イワンは、ゆりかごから手を出し、ジョーの体に触れる。
「誰かが…ジョーの意識を閉じ込めているんだ…意図的でなく、無意識に…超能力者ではない…何だろう…この思念は…」
「どうした?」
「虚しさしか感じられない…」
「いったい何が起こっているんだ…」
アルベルトは珍しく弱気なイワンに不安になる。
虚しさが男の心の中を支配していた。
目が覚めた時、目の前の科学者は不気味に笑い、「X」という名を告げた。
無人島にある洞窟に、自分を造ったというオメガという科学者と2人、いつからここにいるのか、自分が何者なのかすらわからずにいた。

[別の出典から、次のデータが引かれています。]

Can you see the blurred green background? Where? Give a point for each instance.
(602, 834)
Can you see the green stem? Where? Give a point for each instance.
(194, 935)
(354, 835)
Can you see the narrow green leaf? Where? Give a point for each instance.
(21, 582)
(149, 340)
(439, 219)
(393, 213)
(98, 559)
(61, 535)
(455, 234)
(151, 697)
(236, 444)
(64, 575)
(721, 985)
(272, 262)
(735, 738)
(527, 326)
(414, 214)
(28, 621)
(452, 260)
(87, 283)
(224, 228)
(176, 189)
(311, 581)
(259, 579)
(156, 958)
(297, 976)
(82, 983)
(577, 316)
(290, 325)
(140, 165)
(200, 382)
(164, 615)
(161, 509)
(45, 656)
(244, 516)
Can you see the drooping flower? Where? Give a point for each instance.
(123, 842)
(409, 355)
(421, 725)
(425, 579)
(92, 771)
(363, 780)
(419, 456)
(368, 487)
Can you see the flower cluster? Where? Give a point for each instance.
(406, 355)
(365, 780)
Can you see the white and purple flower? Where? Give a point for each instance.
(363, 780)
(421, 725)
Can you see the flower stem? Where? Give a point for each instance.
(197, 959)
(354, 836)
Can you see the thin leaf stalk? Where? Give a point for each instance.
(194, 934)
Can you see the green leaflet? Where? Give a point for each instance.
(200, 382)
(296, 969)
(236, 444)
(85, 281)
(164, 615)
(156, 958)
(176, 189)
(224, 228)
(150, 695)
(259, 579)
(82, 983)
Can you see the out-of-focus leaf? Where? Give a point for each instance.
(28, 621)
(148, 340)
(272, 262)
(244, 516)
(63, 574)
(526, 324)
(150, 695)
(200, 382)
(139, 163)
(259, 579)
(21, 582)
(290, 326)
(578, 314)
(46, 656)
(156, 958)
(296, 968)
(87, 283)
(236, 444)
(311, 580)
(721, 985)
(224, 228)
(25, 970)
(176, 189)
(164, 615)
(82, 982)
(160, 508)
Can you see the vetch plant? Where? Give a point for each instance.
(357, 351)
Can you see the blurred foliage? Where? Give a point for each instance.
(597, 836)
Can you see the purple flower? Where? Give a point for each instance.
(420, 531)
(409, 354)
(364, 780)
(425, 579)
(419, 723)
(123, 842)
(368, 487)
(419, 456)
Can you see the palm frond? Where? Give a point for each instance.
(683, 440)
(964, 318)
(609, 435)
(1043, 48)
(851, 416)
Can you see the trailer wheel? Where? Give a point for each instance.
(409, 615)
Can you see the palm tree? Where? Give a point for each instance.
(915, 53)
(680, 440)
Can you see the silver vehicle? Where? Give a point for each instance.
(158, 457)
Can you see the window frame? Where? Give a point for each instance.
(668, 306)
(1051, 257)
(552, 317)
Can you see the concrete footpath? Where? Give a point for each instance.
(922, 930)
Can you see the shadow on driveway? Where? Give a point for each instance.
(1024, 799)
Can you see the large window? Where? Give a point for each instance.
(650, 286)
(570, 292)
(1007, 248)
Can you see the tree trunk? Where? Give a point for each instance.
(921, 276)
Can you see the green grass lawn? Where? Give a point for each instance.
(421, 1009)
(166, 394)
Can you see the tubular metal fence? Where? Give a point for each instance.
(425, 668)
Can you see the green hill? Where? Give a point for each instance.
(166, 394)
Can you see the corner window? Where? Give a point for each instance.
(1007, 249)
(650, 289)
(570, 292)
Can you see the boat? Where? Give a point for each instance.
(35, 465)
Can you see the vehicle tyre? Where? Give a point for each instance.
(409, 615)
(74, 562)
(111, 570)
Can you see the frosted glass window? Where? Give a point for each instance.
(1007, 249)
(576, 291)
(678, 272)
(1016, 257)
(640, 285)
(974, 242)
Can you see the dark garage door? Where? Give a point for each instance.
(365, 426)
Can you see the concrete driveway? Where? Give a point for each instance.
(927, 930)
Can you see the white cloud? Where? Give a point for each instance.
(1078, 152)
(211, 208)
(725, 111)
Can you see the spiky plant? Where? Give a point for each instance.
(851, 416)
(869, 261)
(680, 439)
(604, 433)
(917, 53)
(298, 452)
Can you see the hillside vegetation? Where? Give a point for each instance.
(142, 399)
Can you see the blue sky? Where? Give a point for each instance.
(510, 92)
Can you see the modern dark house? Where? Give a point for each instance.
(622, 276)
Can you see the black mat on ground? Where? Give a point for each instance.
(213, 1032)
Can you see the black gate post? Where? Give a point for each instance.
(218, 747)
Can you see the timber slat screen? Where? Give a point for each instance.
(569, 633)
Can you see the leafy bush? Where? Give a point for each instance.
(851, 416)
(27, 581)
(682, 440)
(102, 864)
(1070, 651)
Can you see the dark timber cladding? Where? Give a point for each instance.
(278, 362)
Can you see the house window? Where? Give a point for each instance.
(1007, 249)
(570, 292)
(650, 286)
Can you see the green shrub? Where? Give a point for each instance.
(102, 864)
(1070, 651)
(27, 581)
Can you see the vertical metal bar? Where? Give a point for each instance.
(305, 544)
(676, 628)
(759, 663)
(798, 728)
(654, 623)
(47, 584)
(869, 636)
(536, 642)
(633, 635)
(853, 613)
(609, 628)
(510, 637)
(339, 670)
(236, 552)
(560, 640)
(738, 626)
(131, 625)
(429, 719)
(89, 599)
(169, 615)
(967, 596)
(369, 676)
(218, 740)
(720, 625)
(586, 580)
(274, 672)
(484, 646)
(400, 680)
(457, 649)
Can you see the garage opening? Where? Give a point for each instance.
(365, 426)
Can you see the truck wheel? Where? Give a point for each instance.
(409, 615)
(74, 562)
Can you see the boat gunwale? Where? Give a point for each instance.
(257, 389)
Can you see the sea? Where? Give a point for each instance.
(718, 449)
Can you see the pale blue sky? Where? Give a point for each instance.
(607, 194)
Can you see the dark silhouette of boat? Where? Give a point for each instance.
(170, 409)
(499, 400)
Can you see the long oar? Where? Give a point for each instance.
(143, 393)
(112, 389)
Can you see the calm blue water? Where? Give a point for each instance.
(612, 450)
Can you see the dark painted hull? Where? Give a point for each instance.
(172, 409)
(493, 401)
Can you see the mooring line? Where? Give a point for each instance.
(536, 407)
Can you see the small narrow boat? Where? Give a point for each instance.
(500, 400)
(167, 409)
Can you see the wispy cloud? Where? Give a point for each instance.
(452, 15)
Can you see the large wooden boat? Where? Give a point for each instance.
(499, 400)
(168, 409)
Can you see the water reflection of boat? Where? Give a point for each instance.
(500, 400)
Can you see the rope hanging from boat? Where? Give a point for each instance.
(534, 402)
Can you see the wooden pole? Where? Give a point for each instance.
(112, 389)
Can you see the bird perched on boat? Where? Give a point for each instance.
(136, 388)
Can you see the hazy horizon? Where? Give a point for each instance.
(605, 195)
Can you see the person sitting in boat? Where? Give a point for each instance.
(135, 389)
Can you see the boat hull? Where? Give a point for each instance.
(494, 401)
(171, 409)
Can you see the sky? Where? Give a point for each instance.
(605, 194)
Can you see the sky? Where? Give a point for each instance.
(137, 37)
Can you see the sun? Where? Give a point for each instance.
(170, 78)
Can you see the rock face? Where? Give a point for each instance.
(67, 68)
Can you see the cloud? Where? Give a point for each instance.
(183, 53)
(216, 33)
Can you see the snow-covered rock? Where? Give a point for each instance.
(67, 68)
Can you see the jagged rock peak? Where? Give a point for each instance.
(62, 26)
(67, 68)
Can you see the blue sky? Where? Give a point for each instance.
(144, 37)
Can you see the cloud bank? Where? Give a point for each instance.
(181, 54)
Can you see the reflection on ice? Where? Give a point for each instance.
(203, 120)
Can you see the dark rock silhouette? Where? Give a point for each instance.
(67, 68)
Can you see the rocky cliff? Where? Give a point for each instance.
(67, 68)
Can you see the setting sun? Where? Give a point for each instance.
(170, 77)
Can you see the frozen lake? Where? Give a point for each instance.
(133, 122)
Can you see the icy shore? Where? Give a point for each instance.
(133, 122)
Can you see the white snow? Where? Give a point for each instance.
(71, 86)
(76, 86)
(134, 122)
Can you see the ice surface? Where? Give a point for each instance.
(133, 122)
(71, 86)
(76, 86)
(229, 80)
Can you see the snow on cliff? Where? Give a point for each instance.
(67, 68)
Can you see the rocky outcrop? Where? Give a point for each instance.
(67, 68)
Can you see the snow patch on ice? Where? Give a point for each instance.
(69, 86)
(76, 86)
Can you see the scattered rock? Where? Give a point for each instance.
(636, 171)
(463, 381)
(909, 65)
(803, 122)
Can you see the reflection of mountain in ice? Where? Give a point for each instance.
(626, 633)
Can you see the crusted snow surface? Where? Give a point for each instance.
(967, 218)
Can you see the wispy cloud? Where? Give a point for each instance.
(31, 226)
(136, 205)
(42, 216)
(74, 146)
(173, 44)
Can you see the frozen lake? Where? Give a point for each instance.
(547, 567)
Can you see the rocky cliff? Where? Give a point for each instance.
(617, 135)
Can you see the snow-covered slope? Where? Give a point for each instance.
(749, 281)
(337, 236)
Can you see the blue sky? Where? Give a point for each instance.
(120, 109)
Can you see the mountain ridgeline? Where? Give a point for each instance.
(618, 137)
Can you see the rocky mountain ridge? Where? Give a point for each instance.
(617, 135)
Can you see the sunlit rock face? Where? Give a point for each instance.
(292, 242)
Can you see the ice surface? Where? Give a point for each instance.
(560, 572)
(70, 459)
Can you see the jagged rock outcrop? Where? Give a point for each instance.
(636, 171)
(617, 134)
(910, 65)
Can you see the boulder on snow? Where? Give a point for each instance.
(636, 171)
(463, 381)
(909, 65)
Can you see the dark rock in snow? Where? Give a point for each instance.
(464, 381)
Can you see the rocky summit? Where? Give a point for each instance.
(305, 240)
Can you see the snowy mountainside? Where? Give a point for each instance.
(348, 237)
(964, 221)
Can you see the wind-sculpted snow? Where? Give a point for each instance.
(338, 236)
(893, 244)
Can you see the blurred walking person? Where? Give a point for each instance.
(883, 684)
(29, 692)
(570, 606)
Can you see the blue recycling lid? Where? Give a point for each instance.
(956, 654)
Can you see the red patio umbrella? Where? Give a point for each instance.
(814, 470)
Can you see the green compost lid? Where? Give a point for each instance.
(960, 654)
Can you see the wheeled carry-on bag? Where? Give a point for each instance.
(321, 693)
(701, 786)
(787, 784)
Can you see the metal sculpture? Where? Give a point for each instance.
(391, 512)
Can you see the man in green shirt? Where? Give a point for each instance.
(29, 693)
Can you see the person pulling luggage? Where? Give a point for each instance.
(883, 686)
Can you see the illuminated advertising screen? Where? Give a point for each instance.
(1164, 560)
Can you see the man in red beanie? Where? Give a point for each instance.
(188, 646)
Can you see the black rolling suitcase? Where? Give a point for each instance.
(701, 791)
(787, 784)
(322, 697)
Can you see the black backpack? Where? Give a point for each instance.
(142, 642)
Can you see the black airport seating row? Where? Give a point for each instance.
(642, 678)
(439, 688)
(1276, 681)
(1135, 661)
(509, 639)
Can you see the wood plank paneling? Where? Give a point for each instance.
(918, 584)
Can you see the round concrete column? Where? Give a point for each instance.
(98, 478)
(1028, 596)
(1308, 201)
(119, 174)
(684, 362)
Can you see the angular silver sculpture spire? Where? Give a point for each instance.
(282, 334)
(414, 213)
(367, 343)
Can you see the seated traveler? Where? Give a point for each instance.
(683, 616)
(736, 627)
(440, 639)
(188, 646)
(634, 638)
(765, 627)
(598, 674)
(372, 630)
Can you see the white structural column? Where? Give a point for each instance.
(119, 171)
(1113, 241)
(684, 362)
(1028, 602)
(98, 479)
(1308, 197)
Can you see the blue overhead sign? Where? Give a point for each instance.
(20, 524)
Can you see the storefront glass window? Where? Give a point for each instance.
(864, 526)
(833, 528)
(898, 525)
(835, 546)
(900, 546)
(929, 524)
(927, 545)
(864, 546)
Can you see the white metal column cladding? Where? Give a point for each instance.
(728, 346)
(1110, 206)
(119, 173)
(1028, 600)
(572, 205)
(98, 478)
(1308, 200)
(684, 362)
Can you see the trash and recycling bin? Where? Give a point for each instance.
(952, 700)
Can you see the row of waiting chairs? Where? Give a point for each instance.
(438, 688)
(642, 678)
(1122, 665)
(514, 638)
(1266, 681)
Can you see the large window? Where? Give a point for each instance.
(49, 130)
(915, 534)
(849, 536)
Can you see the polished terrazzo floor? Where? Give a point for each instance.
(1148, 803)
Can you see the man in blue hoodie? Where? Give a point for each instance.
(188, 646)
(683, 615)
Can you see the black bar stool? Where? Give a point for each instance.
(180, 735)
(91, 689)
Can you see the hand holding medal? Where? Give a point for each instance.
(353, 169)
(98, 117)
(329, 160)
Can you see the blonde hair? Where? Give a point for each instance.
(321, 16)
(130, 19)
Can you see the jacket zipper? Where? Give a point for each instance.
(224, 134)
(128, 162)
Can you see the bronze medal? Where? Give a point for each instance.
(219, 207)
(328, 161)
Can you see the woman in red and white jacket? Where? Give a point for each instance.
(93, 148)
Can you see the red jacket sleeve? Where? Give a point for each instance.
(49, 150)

オメガの指示に従わなければ、自分は死ぬ事になるらしい。
だからあの男を刺した。
男は、オメガ博士が寝ている時間だけ解放される。
何をする事もなく、ベッドに横になると目を閉じる。
夢は見る。
いつも同じ夢だった。
大きな桜の木が一本
他には何もない。
風が吹くと桜の花びらが舞う。
それはとても哀しく美しい光景だった。
「X!早く来い!」
博士からの通信で、目を覚ます。
大きくため息をつき、部屋を出る。